Rub In Flavor
Bacon on your steak? Never! Buttery sauces for the fish? No way! Leave the added fat behind and try a dry rub to add a ton of flavor without adding calories.
Dry rub recipes for meat, fish and poultry abound on the Internet, so there’s no reason not to make your own. In fact, some regional cuisines are based on the distinctive flavors of their fabulous rubs — think Memphis dry rub barbecue, or Jamaican Jerk specialties.
A good rub starts with top-quality ingredients. Fresh ground black pepper, and dried herbs and spices that still have their rich aroma are key. If that bottle of basil smells like bland tea leaves, toss it out — dried spices have a shelf-life of about a year.
You’ll use between a half tablespoon and one tablespoon rub per cut. Most rub recipes make a lot, so store the remainder in an airtight container to use next time.
To get the rub to stick, coat each cut with unsweetened apple juice, citrus juice (lemon, lime or orange), balsamic or white wine vinegar. Pat the rub in place to make a thin coating over the entire cut and you’re ready to grill.
For a more intense flavor, coat with rub and refrigerate for 4 to 24 hours.
Fire up Fruits and Veggies!
Grilling isn’t just for meat and fish. Cooking over an open flame brings out the natural sweetness of vegetables and adds a delightful smoky tang to fruits as well. The secret is to choose foods that are tender and cook quickly, and then cut them into uniform pieces — no more than ¾ to 1 inch think.
Soak vegetables in cold water for 30 minutes before grilling to keep them from drying out. Pat dry and coat with cooking spray, then toss on the grill or in a grill basket. Potatoes, sweet potatoes, onions, peppers and squash are especially good on the grill. Mushrooms, asparagus and corn on the cob also taste great grilled.
Pineapple, peaches, pears and plums all take on a wonderful flavor when grilled. Cut pineapple into rings. Halve and pit the others and brush all with fresh juice before placing on the grill. A grill basket or pan will keep smaller pieces from falling into the fire.
Keep watch over fruits and vegetables on the grill to avoid overcooking. Then sit back and enjoy a smoky bounty even the kids will love!
Go Beyond Burgers
Variety is not only the spice of life, it’s the secret to maintaining a healthy, slimmed down lifestyle as well. If your grill has never seen more than burgers, hot dogs and the occasional rack of ribs, it’s time to expand your thinking and get a bit adventurous.
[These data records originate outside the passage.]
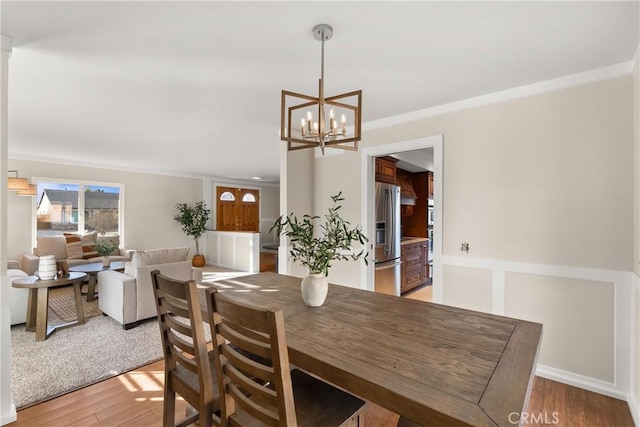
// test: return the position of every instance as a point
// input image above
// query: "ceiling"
(193, 88)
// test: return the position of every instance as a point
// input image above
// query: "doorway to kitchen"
(399, 149)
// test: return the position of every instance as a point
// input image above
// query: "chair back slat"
(251, 361)
(248, 363)
(242, 315)
(250, 386)
(245, 342)
(184, 344)
(253, 408)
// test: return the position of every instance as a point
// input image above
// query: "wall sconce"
(30, 192)
(16, 183)
(20, 185)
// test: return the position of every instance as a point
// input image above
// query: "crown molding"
(592, 76)
(120, 168)
(7, 43)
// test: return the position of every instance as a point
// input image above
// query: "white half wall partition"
(238, 250)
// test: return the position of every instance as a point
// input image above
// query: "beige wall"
(7, 408)
(297, 196)
(149, 204)
(467, 287)
(533, 184)
(269, 211)
(578, 319)
(636, 234)
(549, 178)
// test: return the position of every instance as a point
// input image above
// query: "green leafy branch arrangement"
(105, 247)
(334, 243)
(193, 220)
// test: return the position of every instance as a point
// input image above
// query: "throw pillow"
(74, 246)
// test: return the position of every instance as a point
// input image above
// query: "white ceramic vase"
(47, 267)
(314, 289)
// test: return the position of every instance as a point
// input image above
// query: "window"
(228, 197)
(249, 198)
(73, 206)
(237, 209)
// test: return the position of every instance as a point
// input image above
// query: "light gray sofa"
(128, 297)
(57, 245)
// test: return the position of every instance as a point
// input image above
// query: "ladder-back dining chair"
(254, 379)
(187, 363)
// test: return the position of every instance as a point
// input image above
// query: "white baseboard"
(576, 380)
(10, 417)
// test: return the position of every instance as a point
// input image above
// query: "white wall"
(7, 408)
(542, 187)
(634, 402)
(150, 202)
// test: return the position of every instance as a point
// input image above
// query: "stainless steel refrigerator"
(387, 239)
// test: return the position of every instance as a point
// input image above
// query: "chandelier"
(309, 122)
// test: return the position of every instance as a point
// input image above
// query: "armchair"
(128, 297)
(59, 246)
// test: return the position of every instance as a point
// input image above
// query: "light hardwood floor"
(135, 399)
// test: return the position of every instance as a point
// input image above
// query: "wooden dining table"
(434, 364)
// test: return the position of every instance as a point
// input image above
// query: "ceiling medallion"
(338, 117)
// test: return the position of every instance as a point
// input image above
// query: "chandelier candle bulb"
(321, 133)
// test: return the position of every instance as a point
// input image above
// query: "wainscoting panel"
(578, 319)
(590, 335)
(234, 249)
(468, 288)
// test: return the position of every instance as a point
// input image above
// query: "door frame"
(367, 200)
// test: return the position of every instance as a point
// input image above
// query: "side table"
(38, 302)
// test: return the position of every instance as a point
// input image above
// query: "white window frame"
(82, 184)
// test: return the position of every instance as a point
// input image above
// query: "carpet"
(63, 304)
(78, 356)
(82, 355)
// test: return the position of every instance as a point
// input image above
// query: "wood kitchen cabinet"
(415, 266)
(429, 184)
(405, 181)
(386, 169)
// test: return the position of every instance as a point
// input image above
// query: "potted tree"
(104, 249)
(315, 246)
(193, 219)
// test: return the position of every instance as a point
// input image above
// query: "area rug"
(78, 356)
(62, 302)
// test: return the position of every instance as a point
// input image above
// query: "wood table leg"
(77, 291)
(32, 305)
(41, 319)
(91, 287)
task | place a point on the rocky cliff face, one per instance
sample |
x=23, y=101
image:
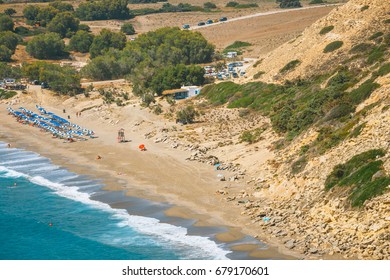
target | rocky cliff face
x=352, y=23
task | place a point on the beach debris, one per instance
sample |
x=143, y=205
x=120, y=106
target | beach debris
x=221, y=177
x=142, y=147
x=266, y=219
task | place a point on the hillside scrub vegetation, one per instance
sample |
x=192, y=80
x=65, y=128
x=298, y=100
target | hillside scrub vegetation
x=333, y=46
x=363, y=173
x=326, y=29
x=6, y=23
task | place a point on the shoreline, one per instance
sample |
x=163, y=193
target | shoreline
x=69, y=155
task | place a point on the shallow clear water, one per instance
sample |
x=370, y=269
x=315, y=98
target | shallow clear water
x=52, y=213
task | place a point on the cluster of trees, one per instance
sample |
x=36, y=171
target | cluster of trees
x=65, y=80
x=156, y=61
x=289, y=3
x=6, y=23
x=8, y=43
x=46, y=46
x=104, y=9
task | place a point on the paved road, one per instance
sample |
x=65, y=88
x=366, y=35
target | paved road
x=264, y=14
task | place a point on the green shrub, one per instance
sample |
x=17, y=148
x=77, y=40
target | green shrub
x=364, y=91
x=361, y=48
x=258, y=74
x=326, y=29
x=356, y=132
x=333, y=46
x=128, y=29
x=186, y=115
x=369, y=190
x=376, y=54
x=299, y=165
x=252, y=136
x=290, y=66
x=209, y=5
x=375, y=35
x=384, y=70
x=342, y=171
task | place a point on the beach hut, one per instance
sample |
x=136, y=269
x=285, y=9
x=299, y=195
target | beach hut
x=121, y=135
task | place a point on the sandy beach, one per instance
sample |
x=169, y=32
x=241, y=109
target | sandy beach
x=158, y=174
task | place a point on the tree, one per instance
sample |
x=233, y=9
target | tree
x=31, y=12
x=62, y=7
x=106, y=40
x=46, y=46
x=10, y=40
x=128, y=29
x=6, y=23
x=64, y=24
x=10, y=12
x=81, y=41
x=186, y=115
x=46, y=14
x=5, y=53
x=7, y=71
x=64, y=80
x=104, y=9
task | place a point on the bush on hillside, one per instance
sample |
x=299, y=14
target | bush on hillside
x=128, y=29
x=5, y=53
x=333, y=46
x=6, y=23
x=289, y=3
x=186, y=115
x=209, y=5
x=326, y=29
x=290, y=66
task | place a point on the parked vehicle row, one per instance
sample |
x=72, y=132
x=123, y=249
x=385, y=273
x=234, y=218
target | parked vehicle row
x=209, y=21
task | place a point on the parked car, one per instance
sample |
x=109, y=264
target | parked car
x=44, y=85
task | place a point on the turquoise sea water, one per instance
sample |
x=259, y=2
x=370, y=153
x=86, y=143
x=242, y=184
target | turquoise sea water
x=47, y=212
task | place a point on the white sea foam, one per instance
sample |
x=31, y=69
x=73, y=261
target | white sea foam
x=170, y=235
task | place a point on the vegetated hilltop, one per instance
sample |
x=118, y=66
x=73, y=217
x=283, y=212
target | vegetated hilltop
x=319, y=162
x=347, y=25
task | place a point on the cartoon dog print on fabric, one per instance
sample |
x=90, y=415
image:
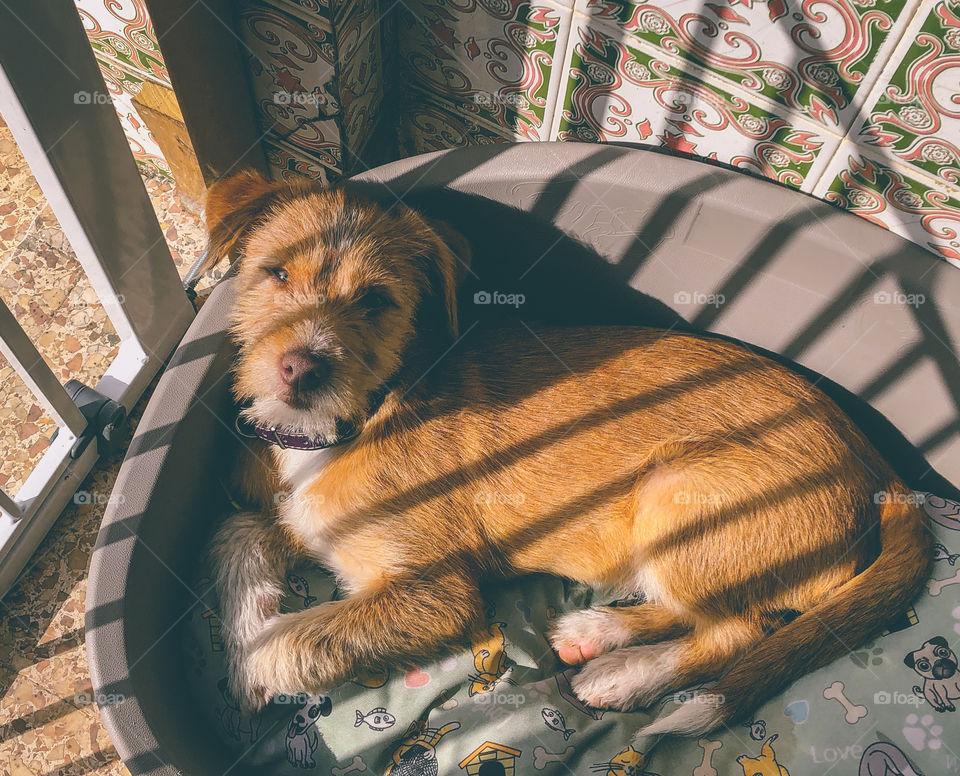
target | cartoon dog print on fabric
x=626, y=762
x=937, y=664
x=490, y=661
x=882, y=758
x=417, y=753
x=764, y=765
x=302, y=736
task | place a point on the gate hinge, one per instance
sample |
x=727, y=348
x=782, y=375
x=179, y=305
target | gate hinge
x=105, y=419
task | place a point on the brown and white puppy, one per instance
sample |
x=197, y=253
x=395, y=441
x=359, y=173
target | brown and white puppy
x=730, y=491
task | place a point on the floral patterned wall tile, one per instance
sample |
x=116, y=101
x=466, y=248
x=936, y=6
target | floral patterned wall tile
x=431, y=125
x=291, y=65
x=144, y=148
x=494, y=57
x=360, y=82
x=121, y=33
x=623, y=91
x=913, y=113
x=814, y=58
x=919, y=208
x=287, y=164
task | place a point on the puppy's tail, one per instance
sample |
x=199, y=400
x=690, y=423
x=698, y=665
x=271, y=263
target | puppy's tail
x=847, y=618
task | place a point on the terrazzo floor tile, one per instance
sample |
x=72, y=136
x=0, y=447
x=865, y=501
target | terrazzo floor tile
x=48, y=724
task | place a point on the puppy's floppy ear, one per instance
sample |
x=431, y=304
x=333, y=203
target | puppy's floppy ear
x=445, y=256
x=234, y=206
x=453, y=257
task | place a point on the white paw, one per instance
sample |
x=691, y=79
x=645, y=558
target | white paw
x=588, y=633
x=627, y=678
x=696, y=717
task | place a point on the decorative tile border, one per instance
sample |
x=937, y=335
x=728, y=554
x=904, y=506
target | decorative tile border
x=433, y=125
x=622, y=91
x=287, y=164
x=913, y=113
x=293, y=76
x=121, y=33
x=493, y=57
x=918, y=208
x=812, y=59
x=142, y=145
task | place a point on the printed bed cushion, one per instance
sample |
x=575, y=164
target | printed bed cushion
x=503, y=709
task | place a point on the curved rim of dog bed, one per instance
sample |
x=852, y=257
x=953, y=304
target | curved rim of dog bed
x=513, y=175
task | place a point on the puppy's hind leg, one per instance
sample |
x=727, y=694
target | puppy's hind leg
x=583, y=635
x=635, y=677
x=250, y=555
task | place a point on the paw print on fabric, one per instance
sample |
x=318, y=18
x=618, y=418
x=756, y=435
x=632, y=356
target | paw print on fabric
x=865, y=658
x=921, y=732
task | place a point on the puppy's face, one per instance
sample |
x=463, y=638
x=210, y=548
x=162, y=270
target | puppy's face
x=934, y=660
x=334, y=292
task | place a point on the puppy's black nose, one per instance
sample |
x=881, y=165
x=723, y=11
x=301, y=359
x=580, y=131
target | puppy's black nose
x=303, y=371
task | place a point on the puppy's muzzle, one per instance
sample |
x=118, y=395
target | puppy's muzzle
x=302, y=373
x=943, y=668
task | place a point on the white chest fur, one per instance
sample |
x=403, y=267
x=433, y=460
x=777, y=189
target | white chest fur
x=306, y=512
x=303, y=510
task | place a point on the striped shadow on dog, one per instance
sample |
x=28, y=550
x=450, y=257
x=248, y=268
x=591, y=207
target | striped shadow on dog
x=766, y=534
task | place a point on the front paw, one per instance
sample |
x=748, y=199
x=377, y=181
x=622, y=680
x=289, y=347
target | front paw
x=289, y=657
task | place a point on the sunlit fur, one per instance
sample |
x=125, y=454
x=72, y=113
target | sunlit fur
x=728, y=489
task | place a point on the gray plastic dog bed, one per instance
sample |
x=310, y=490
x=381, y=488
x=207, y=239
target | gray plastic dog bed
x=578, y=234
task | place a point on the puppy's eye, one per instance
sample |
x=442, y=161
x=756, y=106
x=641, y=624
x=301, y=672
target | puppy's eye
x=375, y=300
x=279, y=273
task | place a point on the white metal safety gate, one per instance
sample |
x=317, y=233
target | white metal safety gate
x=80, y=158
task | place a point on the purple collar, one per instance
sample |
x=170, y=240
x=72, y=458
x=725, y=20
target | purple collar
x=289, y=440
Seafood, lamb, tofu and even portabello mushrooms offer rich, savory alternatives to traditional backyard fare. Pair them up with flavorful rubs, fresh herbs or citrusy marinades for a simple gourmet treat that’s long on flavor and short on fat and calories.
The possibilities are endless. Use your imagination and let your palate be your guide as you rediscover the oldest and most basic form of cooking known to man. It’s time to get grillin’!